The long-awaited new memoir reveals Ruhdie’s undaunted spirit and commitment to free speech, according to reviewers.

Suzanne Nossel, chief executive of free speech advocacy group PEN America, said that “since that dreadful day … we have awaited the story of how Salman’s would-be assassins finally caught up with him”.

“A master storyteller, Salman has held this narrative close until now, leaving us to marvel from a distance at his courage and resilience,” she said.

In an interview with CBS programme “60 Minutes” ahead of the release of “Knife”, Rushdie recounted that he had dreamed two days before the attack of being stabbed in an amphitheater – and considered not attending the event.

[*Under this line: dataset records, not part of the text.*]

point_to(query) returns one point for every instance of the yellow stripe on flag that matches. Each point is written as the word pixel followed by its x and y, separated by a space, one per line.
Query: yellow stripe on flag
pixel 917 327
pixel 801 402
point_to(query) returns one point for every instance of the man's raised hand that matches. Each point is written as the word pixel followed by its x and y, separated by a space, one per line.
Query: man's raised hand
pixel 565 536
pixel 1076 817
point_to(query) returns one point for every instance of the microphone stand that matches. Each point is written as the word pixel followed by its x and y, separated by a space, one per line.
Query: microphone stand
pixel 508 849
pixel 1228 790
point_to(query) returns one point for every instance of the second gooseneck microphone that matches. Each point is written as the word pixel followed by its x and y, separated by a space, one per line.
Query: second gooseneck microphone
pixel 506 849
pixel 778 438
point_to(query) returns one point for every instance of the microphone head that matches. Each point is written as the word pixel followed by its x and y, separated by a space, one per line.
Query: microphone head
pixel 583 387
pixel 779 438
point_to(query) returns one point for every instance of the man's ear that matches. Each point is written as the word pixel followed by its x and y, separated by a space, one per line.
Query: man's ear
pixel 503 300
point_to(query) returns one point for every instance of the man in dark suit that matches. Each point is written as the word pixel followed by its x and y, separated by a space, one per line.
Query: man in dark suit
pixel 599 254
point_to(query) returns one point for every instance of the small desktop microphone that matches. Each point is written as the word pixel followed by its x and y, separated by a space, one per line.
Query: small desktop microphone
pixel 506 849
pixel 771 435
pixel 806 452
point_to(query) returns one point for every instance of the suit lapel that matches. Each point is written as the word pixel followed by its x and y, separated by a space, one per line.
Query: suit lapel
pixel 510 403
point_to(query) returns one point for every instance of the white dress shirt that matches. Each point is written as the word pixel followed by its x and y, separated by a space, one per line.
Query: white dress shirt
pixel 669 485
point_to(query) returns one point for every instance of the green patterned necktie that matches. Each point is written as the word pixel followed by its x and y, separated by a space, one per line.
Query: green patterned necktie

“And then I thought, ‘Don’t be silly. It’s a dream,'” he said.

He also writes in “Knife” that he was due to be paid “generously” for the event – money he planned to use for home repairs.

Rushdie had been invited to talk about protecting writers whose lives have been threatened – an irony not lost on him.

“It just turned out not to be a safe space for me,” he told the interviewer.

In the book, Rushdie says he has experienced nightmares in the wake of the attack, according to The Guardian.

From Mumbai to New York via London

Rushdie, who was born in Mumbai but moved to England as a boy, was propelled into the spotlight with his second novel “Midnight’s Children” (1981), which won Britain’s prestigious Booker Prize for its portrayal of post-independence India.

But “The Satanic Verses” brought him far greater, mostly unwelcome, attention.

The atheist author, whose parents were non-practicing Muslims, was forced to go underground.

He was granted police protection in Britain and moved repeatedly while in hiding. The Japanese translator of “The Satanic Verses” was murdered, and its Italian translator and Norwegian publisher were attacked.

Rushdie only began to emerge from his life on the run in the late 1990s after Iran said it would not support his assassination.

He became a fixture on the international party circuit, even appearing in films such as “Bridget Jones’s Diary” and US television sitcom “Seinfeld”.

The author has been married five times and has two children.

Since the 2022 knife attack, he also released a novel, “Victory City” (2023). 

He has also revisited the Chautauqua Institution, where the near-fatal stabbing occurred, writing in “Knife” that the trip was cathartic.

“As we stood there in the stillness, I realized that a burden had lifted from me somehow, and the best word I could find for what I was feeling was lightness,” Rushdie wrote.